1 oktober 2017-Beiroet – Het Iraanse Islamitische Revolutionaire Garde Corps (IRGC) heeft Afghaanse immigrantenkinderen geronseld om in Syrië te vechten, zo heeft Human Rights Watch vandaag bekend gemaakt. Afghaanse kinderen, zo jong als 14 jaar, hebben gevochten in de Fatemiyoun divisie, een uitsluitend door Afghanen bemande groep, gesteund door Iran, die vecht aan de kant van de regeringstroepen in het Syrische conflict.

Human Rights Watch onderzoekers gaven een overzicht van foto’s van grafstenen op Iraanse kerkhoven waar de overheid strijders, die zijn gedood in Syrië, begraaft, zij identificeerden acht Afghaanse kinderen die blijkbaar vochten en werden gedood in Syrië.
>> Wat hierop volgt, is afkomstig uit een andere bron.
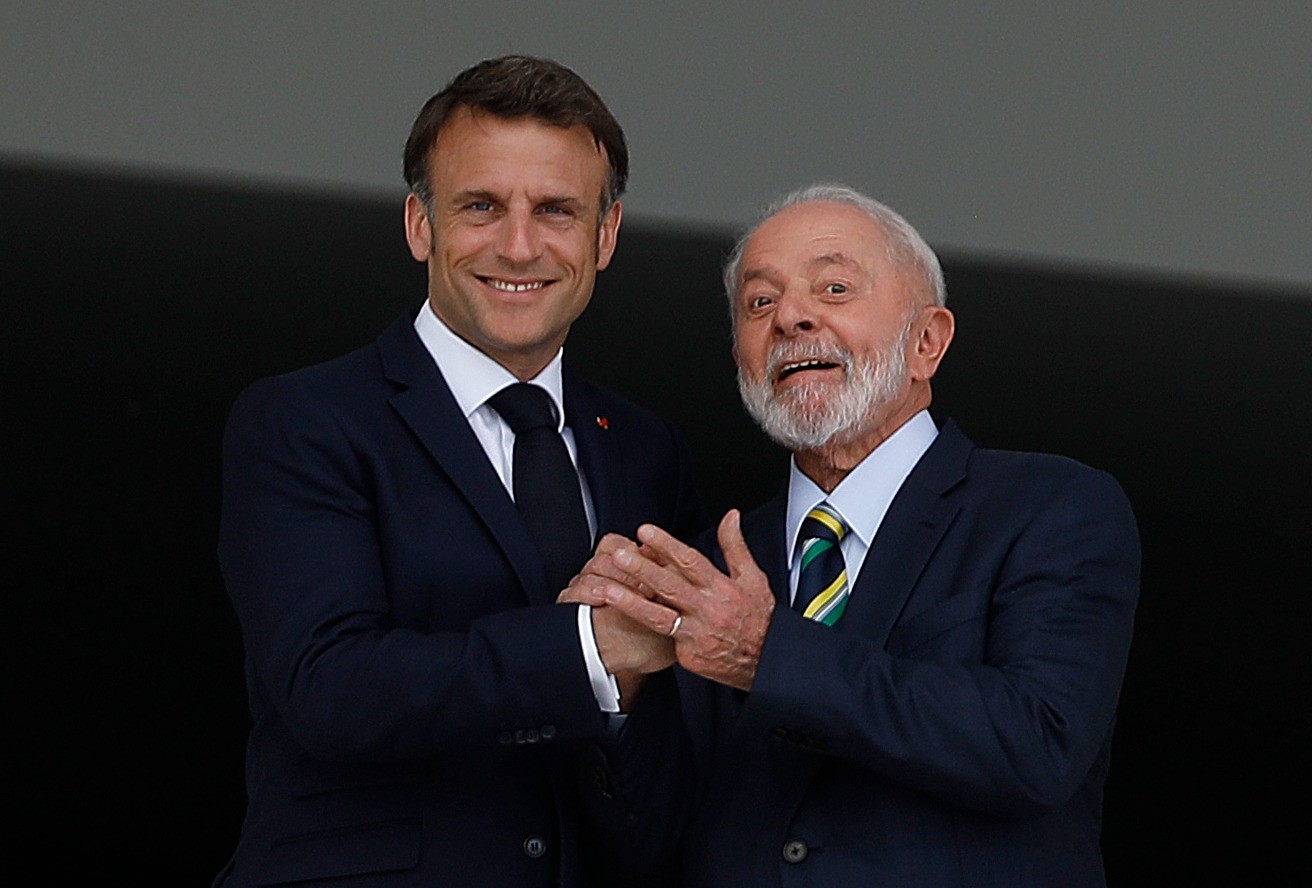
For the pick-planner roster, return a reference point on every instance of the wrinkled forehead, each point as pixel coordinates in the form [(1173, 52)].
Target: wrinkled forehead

Iraanse media bevestigden een aantal van deze gevallen en rapporteerden tenminste nog zes andere Afghaanse kindsoldaten, die werden gedood in Syrië. Van twee van de vermelde gevallen bekeken de onderzoekers de grafsteenfoto’s, waaruit bleek dat de begraven persoon boven de 18 was, maar de familieleden van de overleden strijders vertelden de Iraanse media dat het kinderen waren die hun leeftijd bewust verkeerd hadden opgegeven om zich bij de Fatemiyoun divisie te kunnen voegen. Dit toont aan dat het  ronselen van kinderen door de Iraanse overheid waarschijnlijk is.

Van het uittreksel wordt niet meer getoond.